I haven't been working on this particular problem for hours, I have been working on the entire assignment for hours and I think that I am starting to blend everything together.
 


ash25 said:
I haven't been working on this particular problem for hours, I have been working on the entire assignment for hours and I think that I am starting to blend everything together.

Here at the PF, you must show some effort in order to receive tutorial help. What other similar questions have you been working on, and how did you solve them?
 


This is one of the first problems that I completed from this long assignment.

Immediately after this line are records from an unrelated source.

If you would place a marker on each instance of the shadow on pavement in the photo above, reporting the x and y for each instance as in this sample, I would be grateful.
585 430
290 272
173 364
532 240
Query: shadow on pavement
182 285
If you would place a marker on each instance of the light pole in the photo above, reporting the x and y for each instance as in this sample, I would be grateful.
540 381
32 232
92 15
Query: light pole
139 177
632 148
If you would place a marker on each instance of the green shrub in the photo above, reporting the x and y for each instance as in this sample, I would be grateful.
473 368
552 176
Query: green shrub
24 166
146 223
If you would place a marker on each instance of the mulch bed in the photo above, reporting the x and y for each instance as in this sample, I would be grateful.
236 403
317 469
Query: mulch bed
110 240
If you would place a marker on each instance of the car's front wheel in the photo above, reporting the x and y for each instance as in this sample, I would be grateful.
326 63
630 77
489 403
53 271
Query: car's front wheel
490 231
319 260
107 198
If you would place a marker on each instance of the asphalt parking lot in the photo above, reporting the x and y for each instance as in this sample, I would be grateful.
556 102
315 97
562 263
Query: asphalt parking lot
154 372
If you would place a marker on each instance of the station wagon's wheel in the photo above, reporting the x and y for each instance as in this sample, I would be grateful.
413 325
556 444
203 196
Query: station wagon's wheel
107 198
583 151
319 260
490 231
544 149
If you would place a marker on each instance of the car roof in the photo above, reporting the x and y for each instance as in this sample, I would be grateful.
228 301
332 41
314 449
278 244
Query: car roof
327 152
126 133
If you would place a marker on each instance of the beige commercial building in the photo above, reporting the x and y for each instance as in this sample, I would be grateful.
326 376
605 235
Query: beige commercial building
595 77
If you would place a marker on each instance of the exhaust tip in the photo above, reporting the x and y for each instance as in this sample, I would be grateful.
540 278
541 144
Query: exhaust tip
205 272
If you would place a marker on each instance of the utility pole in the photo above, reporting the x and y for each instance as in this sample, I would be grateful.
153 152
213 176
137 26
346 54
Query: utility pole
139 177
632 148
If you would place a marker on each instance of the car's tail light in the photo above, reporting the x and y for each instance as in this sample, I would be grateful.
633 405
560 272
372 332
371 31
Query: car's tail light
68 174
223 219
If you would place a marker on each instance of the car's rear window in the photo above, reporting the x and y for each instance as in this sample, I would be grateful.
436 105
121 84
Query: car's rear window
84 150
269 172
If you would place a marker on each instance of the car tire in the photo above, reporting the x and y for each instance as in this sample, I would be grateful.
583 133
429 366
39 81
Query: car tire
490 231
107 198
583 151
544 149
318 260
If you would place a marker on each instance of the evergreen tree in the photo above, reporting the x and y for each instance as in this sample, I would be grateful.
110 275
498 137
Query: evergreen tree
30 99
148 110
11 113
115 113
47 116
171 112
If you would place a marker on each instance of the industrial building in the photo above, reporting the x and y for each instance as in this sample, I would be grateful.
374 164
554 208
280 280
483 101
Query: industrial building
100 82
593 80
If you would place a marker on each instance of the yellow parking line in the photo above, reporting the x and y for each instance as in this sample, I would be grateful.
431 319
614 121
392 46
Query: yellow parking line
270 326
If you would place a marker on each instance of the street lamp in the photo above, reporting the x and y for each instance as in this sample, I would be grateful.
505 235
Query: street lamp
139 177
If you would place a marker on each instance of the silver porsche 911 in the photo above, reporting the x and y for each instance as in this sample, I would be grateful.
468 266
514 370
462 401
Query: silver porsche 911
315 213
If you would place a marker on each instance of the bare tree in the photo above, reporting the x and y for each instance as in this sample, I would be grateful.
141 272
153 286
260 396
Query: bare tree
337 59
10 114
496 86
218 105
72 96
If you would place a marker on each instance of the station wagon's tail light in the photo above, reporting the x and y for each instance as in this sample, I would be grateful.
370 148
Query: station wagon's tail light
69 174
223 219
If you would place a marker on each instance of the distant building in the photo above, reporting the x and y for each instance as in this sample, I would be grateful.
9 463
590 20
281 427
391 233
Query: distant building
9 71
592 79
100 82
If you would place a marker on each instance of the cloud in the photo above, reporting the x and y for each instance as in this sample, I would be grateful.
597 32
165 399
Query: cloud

The equations y=-x^2 and y=-x+5 have no real solutions in common.
Proof:Suppose the 2 equations y=-x^2+2x+2 and y=-x+5 have at least one real solution,c.
→ -c^2+2c+2=-c+5
→c^2-3c+3=0
→c=(3±√(9-12))/2 not real
this is a contradiction therefore the 2 equations y=-x^2+2x+2 and y=-x=5 have no real solutions in common
 


Well, the method i would use to solve this problem is;

Proof it by contradiction. Just assume that it is correct, and then try to prove that the statement is true. If you arrive at a contradiction, you know that your original statement is true - that they're different from each other. You can do it like this;

sq(r)+sq(s)=sq(r+s)
Raise both sides of the equation to power 2;
(sq(r)+sq(s))^2=sq(r+s)^2
Which gives you;
s+r+2sq(s)sq(r)=s+r
And since you have that both r and s are positive, obviously it follows that;
s+r+2sq(s)sq(r)>s+r --> sq(r)+sq(s)≠sq(r+s)

cheers :P
 


Thank you very much! My head can now stop hurting! :) I knew I was over thinking this problem I really appreciate your time! Thanks again!